If the subject report could not be filed without unreasonable effort or expense
and the registrant seeks relief pursuant to Rule 12b-25(b), the following
should be completed.  (Check box if appropriate)

         [X]        (a)     The reasons described in reasonable detail in Part
                            III of this form could not be eliminated without
                            unreasonable effort or expense;

         [X]        (b)     The subject annual report, semi-annual report,
                            transition report on Form 10-K, Form 20-F, Form
                            11-K, Form N-SAR, or portion thereof, will be filed
                            on or before the fifteenth calendar day following
                            the prescribed due date; or the subject quarterly
                            report or transition report on Form 10-Q, or portion
                            thereof will be filed on or before the fifth
                            calendar day following the prescribed due date; and

                    (c)     The accountant's statement or other exhibit required
                            by Rule 12b-25(c) has been attached if applicable.


                             PART III--NARRATIVE

State below in reasonable detail the reasons why Forms 10-K and Form 10-KSB,
20F, 11-K, 10-Q, and 10-QSB, N-SAR or the transition report portion thereof
could not be filed within the prescribed time period.


        The Annual Report on Form 10-K for the year ended December 31, 2001 (the
        "Annual Report") could not be filed within the prescribed time period
        because MAI Systems Corporation (the "Company") is unable, without
        unreasonable effort or expense to finalize its books and records and
        thereby ensure that it presented accurately and completely the
        information required by the rules and regulations of the Securities and
        Exchange Commission as they apply to Form 10-K. The Company was unable
        to finalize the Annual Report because the Company is reclassifying its
        historical financial statements for recently discontinued operations of
        certain divisions by implementing the recently issued Statement No. 144
        issued by The Financial Accounting Standards Board.
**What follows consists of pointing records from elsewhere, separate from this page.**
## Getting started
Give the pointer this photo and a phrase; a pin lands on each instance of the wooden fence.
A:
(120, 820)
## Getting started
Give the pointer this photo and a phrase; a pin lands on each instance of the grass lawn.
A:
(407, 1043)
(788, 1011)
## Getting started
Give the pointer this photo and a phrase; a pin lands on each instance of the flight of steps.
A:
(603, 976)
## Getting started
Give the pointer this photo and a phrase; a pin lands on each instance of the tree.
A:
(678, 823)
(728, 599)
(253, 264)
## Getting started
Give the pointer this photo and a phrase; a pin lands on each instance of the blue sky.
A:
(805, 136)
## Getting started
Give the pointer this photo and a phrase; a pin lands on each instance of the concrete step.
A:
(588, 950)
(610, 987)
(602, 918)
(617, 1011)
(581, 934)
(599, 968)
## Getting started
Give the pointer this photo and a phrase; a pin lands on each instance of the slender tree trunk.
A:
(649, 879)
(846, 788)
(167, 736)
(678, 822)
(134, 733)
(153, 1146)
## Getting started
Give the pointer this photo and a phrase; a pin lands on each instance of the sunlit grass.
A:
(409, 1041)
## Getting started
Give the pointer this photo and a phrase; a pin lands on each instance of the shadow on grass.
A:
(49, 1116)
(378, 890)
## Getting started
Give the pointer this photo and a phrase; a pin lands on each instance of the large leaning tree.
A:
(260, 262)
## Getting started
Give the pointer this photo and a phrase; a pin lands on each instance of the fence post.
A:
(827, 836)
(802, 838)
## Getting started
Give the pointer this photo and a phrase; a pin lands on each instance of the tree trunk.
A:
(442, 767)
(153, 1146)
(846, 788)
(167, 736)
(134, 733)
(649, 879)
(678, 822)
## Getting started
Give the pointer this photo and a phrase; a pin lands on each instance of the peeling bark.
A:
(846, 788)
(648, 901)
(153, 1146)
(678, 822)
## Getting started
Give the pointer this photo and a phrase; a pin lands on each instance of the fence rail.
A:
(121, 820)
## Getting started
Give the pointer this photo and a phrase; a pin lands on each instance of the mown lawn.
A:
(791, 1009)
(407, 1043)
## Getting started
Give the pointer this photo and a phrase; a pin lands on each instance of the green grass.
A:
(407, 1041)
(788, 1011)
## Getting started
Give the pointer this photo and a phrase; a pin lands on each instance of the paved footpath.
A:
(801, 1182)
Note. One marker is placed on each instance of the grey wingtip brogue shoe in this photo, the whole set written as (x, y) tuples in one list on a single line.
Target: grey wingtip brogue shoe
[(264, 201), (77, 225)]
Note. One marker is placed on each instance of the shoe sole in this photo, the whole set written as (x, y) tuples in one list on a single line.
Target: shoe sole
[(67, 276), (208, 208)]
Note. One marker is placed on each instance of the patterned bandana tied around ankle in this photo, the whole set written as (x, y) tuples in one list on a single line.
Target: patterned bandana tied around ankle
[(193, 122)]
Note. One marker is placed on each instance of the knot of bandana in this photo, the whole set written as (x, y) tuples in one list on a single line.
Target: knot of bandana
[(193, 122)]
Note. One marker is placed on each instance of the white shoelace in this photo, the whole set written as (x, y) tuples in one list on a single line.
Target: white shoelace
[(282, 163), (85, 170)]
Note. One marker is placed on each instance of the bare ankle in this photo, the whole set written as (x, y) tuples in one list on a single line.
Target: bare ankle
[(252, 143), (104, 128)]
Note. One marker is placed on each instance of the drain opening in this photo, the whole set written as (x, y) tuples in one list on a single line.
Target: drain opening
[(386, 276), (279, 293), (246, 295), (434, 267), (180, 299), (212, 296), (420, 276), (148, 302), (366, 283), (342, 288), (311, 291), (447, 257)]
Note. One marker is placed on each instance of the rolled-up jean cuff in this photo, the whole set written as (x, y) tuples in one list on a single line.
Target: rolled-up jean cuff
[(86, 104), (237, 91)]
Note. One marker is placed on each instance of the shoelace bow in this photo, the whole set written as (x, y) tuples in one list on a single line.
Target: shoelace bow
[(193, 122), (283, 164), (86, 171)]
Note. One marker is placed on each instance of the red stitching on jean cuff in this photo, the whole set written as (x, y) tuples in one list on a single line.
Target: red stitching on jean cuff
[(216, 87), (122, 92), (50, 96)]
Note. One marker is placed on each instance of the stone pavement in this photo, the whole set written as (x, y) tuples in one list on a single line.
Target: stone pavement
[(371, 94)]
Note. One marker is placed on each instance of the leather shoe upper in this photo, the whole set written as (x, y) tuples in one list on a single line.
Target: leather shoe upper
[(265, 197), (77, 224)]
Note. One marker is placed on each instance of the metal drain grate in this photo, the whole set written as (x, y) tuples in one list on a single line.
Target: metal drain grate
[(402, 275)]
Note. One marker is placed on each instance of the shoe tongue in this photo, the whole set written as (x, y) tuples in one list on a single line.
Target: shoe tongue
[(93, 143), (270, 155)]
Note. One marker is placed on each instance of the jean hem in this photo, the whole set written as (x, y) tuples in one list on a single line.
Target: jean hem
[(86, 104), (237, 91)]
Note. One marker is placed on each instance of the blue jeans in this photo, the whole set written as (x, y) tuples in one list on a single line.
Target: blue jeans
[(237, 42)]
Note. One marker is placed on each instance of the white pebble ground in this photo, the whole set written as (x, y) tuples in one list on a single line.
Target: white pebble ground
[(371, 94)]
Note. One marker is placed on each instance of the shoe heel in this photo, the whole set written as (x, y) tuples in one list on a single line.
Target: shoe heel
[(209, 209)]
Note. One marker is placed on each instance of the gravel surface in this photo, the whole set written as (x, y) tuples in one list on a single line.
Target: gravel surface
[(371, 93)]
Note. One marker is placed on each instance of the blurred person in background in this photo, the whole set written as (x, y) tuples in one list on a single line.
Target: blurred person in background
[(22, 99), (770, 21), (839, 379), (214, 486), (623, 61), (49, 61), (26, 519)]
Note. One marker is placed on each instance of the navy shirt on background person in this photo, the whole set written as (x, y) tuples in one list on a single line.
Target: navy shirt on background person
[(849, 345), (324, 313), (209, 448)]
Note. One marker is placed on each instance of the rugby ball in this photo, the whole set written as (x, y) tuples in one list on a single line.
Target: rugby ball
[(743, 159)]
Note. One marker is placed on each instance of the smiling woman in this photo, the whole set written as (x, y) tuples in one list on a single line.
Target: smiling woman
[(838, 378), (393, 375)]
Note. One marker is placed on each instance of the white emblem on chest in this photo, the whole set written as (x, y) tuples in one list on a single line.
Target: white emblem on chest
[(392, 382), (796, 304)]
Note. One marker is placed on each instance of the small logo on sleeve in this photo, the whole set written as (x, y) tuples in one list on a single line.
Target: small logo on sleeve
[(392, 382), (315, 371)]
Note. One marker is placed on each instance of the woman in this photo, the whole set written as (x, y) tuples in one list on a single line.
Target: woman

The Company requires
        additional time to ensure that we fully understand the requirements of
        FAS 144 and its implications to our recently discontinued operations.
        Additionally, the Company has recently reduced its work force in its
        finance and related departments and this has limited our ability to deal
        in a timely fashion with the incremental SEC reporting demands
        associated with our year end reporting and the preparation of Form 10-K.



                                                 (ATTACH EXTRA SHEETS IF NEEDED)
                                                              SEC 1344 (11/91)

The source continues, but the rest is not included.